Edytowany przez lodyczekoladowe 24 września 2018, 22:18
24 września 2018, 22:19
U mnie na weselu była identyczna sytuacja.. żona znajomego miała na sobie białą sukienkę, którą jak później przyznała miała założyć na swoje poprawiny!! Do tego miała diadem we włosach.. bardzo dużo gości ja skrytykowało, niektórzy mówili między sobą, inni bezpośrednio do mnie co o tym myślą.. ja miałam to gdzies, dla mojego męża byłam najpiękniejsza, ja sama czułam się bardzo dobrze. Bawiłam się super i nie zwracałam uwagi na drugą... pannę młodą:)) myślę że relacja zależy od charakteru, ja nie roztrząsałam tematu.
niezle, to jednak znalazla sie ta co nasza gwiazde przebila - sytuacje opisalam wyzej:)
24 września 2018, 22:33
Ślub brałam już kilka lat temu... Pamiętam że sporo dziewczyn było w białych sukienkach a nawet moja druhna była w białej.
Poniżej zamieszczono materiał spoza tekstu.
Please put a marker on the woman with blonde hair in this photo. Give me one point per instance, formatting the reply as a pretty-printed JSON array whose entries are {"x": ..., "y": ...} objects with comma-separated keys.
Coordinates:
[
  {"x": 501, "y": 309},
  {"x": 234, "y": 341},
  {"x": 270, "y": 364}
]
I tak to ja bylam królową wieczoru więc było mi wszystko jedno ;)
Byłam zdania, że to mój jedyny dzień i takimi bzdetami się nie przejmowałam:).
24 września 2018, 22:34
A jeszcze mi taka myśl naszła... My baby mamy problemy bo taka sukienka czy inna a faceci.... Na weselu wszyscy tak samo ubrani, często łącznie z panem mlodym:)
24 września 2018, 22:51
No bez przesady, zeby nie wiedziec w wieku prawie 30. lat, ze bialej sukienki sie nie zaklada na czyjes wesele ;-) Raczej "zlosliwie" ja zaklada.
Ja nie wiedziałam, serio. Dopiero tutaj na Vitalii się dowiedziałam, że nie wypada.
Na moim weselu bardzo dużo kobiet miało białe sukienki i nie przeszkadzało mi to w ogóle. Dziwi mnie że komuś może to przeszkadzać.